Les clichés ont la dent dure. Et parfois, même lorsqu'ils tendent à disparaître, leurs conséquences perdurent. C'est ce que remarque une étude réalisée par l'Institut français d'opinion publique pour Caroom, publiée ce jeudi 8 juillet et intitulée La voiture, un objet de pouvoir et de tensions dans le couple ?, qui décrypte les rapports femmes-hommes avec la conduite.
Qui prend le volant le plus fréquemment, quels sont les sujets de dispute dans l'habitacle, comment la valorisation des comportements à risque dans la virilité influe sur la peur des passagères : autant de sujets abordés qui dressent le bilan, bien qu'encourageant, d'une égalité à la traîne.
D'abord, les "bonnes" nouvelles. Au sein des couples hétérosexuels, la répartition de la prise de volant s'est nettement équilibrée. L'enquête avance ainsi que, si 55 % des répondantes estiment encore que la décision d'acquérir une voiture revient à leur partenaire, c'est tout de même 30 points de moins qu'en 1994.
Autre constat : de moins en moins de conductrices consultent leurs proches masculins lorsqu'elles cherchent un véhicule, 44 % aujourd'hui contre 62 % en 1990. Un résultat signe d'"émancipation", selon l'Ifop, qui analyse plus largement : "Il y a là une nette émancipation de la gent féminine vis-à-vis de l'image de l'homme expert véhiculée des décennies durant au travers de multiples stéréotypes – métiers, sports automobiles, publicités...".
Lorsque la voiture est lancée, on remarque également que la moitié des couples se disputent. 53 % sur de courts trajets, 54 % sur de longs trajets. En cause : le style de conduite pour 47 % des participant·e·s, la direction à prendre pour 37 % d'entre elles et eux, la vitesse pour 28 %, puis les bouchons (15%) et la musique (10%).
Viennent ensuite les points plus critiques. Seuls 11 % des hommes déclarent que leur femme conduit autant qu'eux, contre 21 % des femmes. Un décalage qui s'explique par la honte que ressentiraient les participants à assumer ce partage égal ? Plus loin, on lit que 43 % des interrogées ont peur lorsque leur partenaire prend le volant, contre 36 % des hommes.
Et puis, il y a la perception des compétences de l'autre. Si 38 % des sondées affirment conduire mieux que leur conjoint, eux ne sont que 17 % à l'admettre.
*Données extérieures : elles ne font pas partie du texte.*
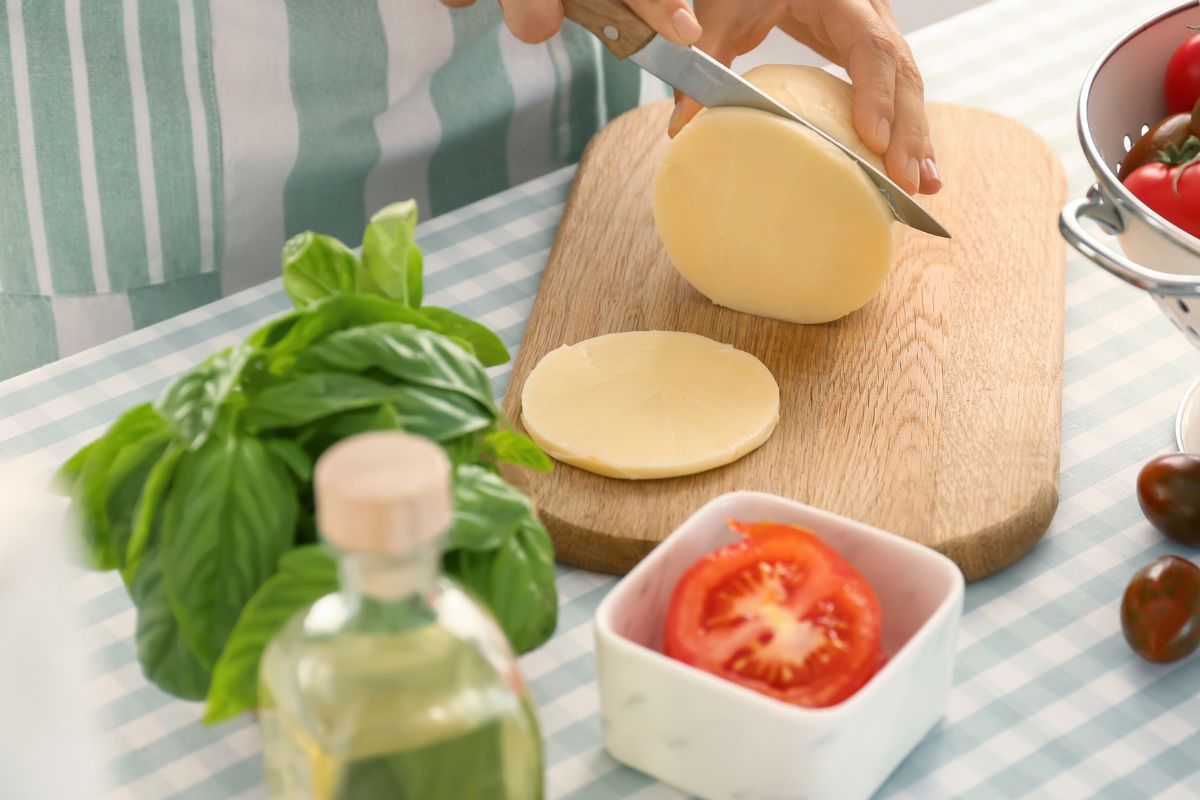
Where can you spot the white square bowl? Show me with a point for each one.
(719, 740)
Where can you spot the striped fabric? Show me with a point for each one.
(157, 152)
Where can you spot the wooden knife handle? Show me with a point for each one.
(612, 22)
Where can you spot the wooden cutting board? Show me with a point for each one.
(933, 413)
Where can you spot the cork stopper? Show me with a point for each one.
(384, 492)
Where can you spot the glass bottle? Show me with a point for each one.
(399, 685)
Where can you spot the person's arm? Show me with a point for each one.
(858, 35)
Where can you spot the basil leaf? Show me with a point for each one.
(66, 480)
(305, 575)
(97, 480)
(317, 266)
(429, 411)
(486, 510)
(486, 346)
(516, 582)
(166, 659)
(390, 256)
(405, 352)
(293, 456)
(339, 313)
(193, 402)
(227, 519)
(517, 449)
(130, 471)
(150, 501)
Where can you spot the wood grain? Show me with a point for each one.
(631, 30)
(933, 413)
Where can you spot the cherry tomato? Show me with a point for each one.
(1161, 609)
(1169, 494)
(1181, 84)
(781, 613)
(1177, 202)
(1168, 132)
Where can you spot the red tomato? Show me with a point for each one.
(1161, 609)
(780, 613)
(1181, 84)
(1179, 204)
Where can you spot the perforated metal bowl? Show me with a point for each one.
(1119, 102)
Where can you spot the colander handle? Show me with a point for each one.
(1072, 227)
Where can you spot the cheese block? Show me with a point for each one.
(765, 217)
(649, 404)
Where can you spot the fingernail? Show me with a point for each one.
(883, 132)
(912, 174)
(676, 120)
(685, 25)
(933, 174)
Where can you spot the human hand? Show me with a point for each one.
(858, 35)
(535, 20)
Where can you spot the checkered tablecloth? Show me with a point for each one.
(1048, 698)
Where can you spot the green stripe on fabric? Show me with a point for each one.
(474, 102)
(17, 271)
(339, 66)
(154, 304)
(27, 334)
(583, 103)
(213, 122)
(57, 144)
(622, 85)
(171, 138)
(117, 157)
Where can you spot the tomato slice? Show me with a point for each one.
(779, 612)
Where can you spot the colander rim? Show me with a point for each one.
(1104, 174)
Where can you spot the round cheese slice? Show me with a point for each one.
(649, 404)
(765, 217)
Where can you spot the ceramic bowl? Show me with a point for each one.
(718, 740)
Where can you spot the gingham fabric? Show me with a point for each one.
(1048, 699)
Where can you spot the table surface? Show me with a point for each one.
(1048, 698)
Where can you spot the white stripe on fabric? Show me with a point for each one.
(420, 40)
(532, 77)
(88, 178)
(142, 140)
(191, 58)
(250, 66)
(28, 151)
(562, 62)
(82, 320)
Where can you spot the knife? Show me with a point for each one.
(711, 83)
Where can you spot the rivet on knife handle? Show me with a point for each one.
(612, 22)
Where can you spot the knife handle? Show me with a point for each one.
(612, 22)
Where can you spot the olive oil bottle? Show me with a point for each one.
(400, 685)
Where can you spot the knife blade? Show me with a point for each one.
(713, 84)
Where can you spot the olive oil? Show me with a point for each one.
(399, 686)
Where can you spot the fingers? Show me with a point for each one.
(531, 20)
(889, 95)
(911, 152)
(672, 19)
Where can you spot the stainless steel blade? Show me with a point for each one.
(711, 83)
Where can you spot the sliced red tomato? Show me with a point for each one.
(780, 613)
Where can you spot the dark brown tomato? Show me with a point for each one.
(1169, 494)
(1169, 131)
(1161, 609)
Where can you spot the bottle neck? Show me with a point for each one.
(390, 577)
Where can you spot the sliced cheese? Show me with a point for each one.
(649, 404)
(765, 217)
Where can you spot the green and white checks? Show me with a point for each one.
(1048, 699)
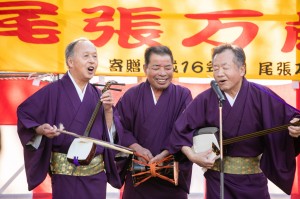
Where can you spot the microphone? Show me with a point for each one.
(217, 90)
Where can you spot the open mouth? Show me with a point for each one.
(91, 69)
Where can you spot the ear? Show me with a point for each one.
(145, 68)
(243, 70)
(70, 62)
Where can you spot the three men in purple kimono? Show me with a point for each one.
(70, 101)
(248, 108)
(148, 112)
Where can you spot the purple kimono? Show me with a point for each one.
(150, 126)
(256, 108)
(58, 103)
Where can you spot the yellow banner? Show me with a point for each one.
(34, 34)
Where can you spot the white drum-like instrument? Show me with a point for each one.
(205, 139)
(81, 151)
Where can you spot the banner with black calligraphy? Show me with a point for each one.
(34, 34)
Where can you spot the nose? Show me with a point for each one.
(219, 72)
(92, 59)
(162, 71)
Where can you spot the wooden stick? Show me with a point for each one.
(99, 142)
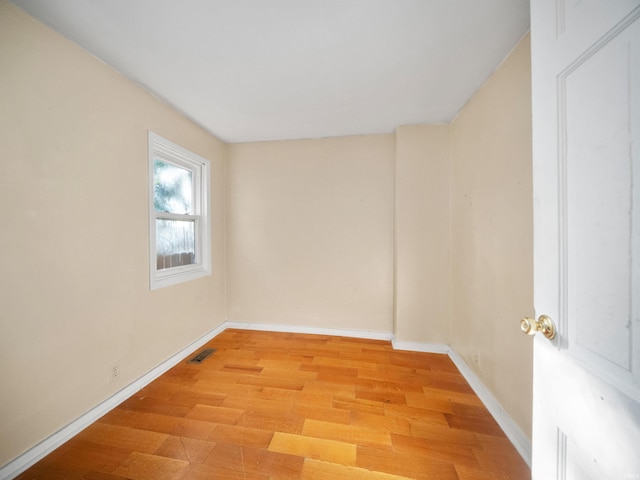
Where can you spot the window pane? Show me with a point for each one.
(175, 243)
(172, 188)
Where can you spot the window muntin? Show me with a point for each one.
(179, 230)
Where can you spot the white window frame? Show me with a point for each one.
(162, 149)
Un paradoxe certain quand on voit que tous tombent d'accord sur le fait que les accidents sont plus souvent de la faute des hommes que des femmes. Ou la preuve que la définition d'une "bonne conduite" chez eux est moins relative à la sécurité que chez elles.
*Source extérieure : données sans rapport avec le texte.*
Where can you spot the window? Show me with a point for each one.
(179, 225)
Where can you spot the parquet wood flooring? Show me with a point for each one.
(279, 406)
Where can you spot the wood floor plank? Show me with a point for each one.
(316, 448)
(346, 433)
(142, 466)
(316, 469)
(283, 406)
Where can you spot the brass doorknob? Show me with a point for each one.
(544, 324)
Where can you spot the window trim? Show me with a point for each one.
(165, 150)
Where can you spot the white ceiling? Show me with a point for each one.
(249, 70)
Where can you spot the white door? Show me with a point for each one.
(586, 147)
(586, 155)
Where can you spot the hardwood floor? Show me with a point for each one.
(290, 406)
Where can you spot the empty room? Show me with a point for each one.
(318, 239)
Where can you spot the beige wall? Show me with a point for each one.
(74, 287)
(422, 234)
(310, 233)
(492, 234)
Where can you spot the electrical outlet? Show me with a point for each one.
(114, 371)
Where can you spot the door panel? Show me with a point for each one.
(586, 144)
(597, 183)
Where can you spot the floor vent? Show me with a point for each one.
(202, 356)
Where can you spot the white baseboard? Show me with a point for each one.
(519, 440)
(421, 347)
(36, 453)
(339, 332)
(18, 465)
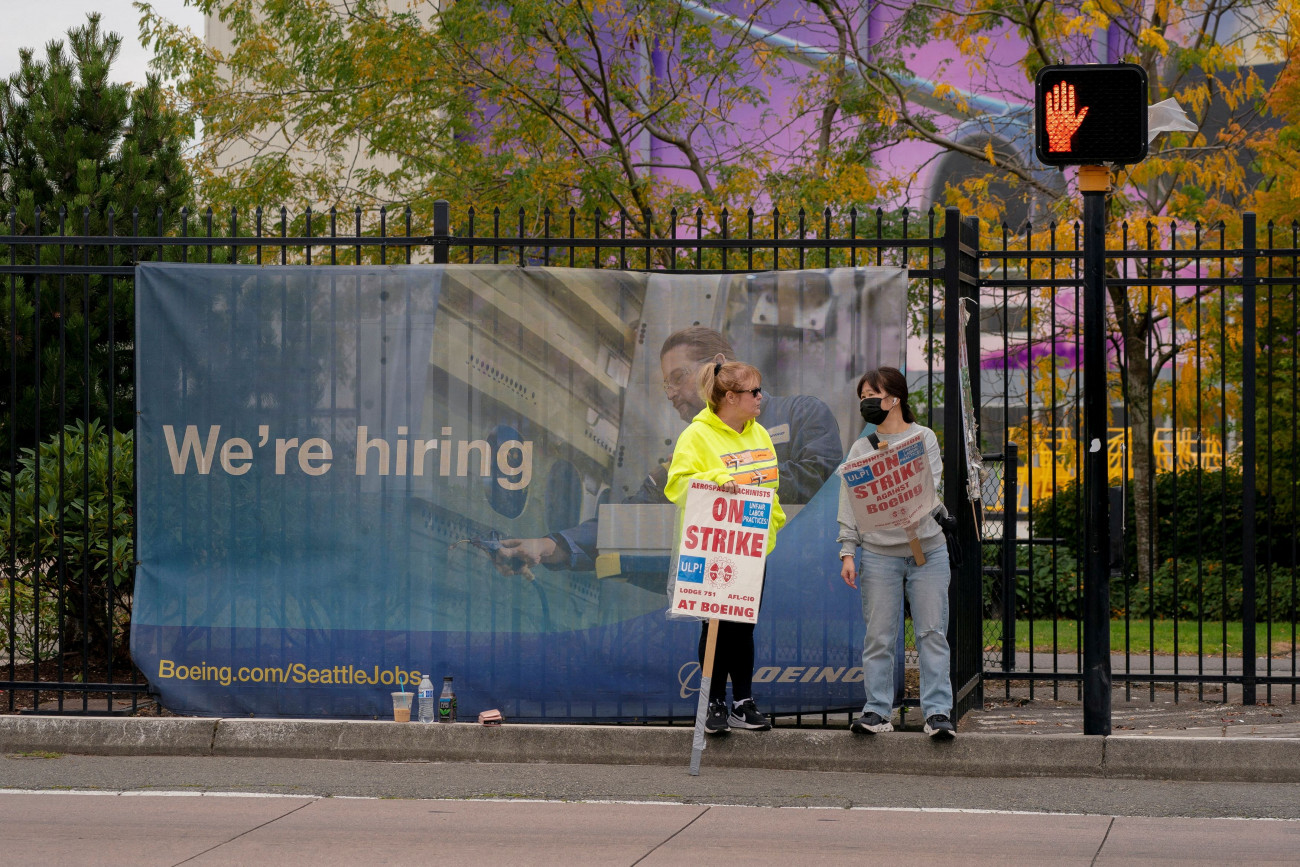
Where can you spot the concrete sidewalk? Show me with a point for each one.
(1152, 757)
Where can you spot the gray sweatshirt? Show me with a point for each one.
(891, 542)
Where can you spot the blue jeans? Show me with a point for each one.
(883, 581)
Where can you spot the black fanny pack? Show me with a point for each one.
(948, 524)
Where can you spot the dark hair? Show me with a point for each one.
(705, 343)
(892, 382)
(715, 382)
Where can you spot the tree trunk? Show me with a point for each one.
(1138, 380)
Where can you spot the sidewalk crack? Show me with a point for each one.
(1104, 837)
(242, 833)
(668, 839)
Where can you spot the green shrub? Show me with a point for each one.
(66, 545)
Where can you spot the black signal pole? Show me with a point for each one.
(1093, 183)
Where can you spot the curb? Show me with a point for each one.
(978, 755)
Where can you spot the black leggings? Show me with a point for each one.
(733, 657)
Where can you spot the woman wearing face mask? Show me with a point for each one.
(889, 571)
(726, 445)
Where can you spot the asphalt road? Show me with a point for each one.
(739, 787)
(125, 810)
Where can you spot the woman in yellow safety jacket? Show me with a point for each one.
(724, 445)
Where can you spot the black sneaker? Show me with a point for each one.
(871, 723)
(745, 715)
(939, 727)
(716, 720)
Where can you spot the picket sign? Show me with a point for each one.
(892, 488)
(719, 571)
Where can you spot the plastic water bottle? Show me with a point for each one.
(425, 699)
(447, 702)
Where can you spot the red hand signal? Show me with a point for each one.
(1062, 122)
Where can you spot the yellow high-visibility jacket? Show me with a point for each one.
(710, 450)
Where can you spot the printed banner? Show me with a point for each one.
(892, 488)
(719, 572)
(354, 476)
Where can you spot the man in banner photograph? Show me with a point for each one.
(804, 432)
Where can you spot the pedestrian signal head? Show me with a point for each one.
(1091, 115)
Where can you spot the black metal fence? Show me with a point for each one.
(1204, 586)
(1203, 460)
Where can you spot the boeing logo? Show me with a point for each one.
(688, 676)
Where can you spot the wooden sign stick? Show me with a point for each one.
(706, 681)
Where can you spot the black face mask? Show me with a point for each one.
(871, 411)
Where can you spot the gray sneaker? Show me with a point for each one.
(871, 723)
(940, 728)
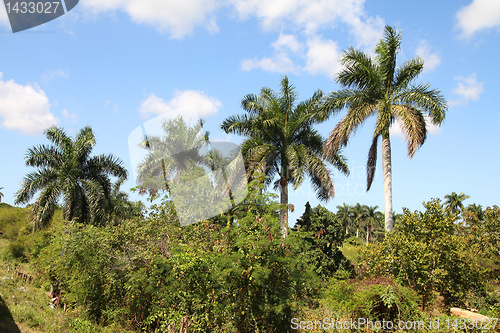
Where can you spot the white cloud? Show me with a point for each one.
(178, 18)
(279, 63)
(188, 103)
(25, 108)
(52, 74)
(431, 59)
(468, 89)
(396, 129)
(313, 15)
(322, 57)
(479, 15)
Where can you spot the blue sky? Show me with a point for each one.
(116, 64)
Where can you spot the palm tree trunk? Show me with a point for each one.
(387, 174)
(367, 235)
(284, 206)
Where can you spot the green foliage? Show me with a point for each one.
(374, 86)
(15, 250)
(240, 275)
(325, 234)
(376, 299)
(67, 170)
(12, 220)
(426, 254)
(481, 233)
(281, 142)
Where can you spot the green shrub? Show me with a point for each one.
(425, 253)
(375, 299)
(225, 277)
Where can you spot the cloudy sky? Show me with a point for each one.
(116, 64)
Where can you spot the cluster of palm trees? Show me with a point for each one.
(361, 217)
(282, 142)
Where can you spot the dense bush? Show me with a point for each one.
(237, 276)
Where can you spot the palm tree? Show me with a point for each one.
(375, 87)
(371, 221)
(67, 170)
(454, 202)
(281, 141)
(344, 214)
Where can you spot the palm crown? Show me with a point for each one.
(376, 87)
(66, 169)
(281, 141)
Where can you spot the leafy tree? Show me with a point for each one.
(375, 87)
(475, 213)
(281, 141)
(481, 231)
(454, 202)
(325, 235)
(67, 170)
(358, 215)
(426, 254)
(120, 206)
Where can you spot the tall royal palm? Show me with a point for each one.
(376, 87)
(281, 141)
(67, 170)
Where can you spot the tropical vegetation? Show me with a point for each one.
(376, 87)
(67, 170)
(83, 257)
(281, 141)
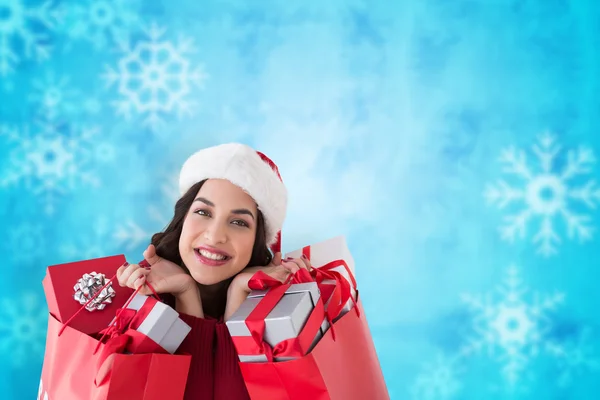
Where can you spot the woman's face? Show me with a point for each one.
(218, 232)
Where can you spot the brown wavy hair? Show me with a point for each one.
(167, 242)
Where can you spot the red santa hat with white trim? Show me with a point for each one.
(252, 171)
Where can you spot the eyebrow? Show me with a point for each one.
(236, 211)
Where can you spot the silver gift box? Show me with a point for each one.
(284, 322)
Pour François Kraus, directeur du pôle "Genre, sexualités et santé sexuelle" à l'Ifop, "la proportion croissante de Françaises ne consultant pas leur entourage masculin ou décidant de l'achat de la voiture du foyer constitue autant de symptômes d'une remise en cause de la domination masculine sur les questions relatives à l'automobile et notamment de l''expertise' technique qui fut longtemps attribuée de facto aux hommes en la matière". Un progrès enthousiasmant, qu'il ne croit cependant pas tout à fait acquis.
Ainsi, il constate que "le volant reste encore l'apanage des hommes dans la grande majorité des couples, peut-être parce que cet objet de pouvoir et de contrôle est encore trop chargé symboliquement pour que son partage entre les deux sexes ne soit perçu comme une remise en question de leur virilité."
L'indice de la (longue) route qu'il reste à parcourir, sur l'asphalte comme dans la société.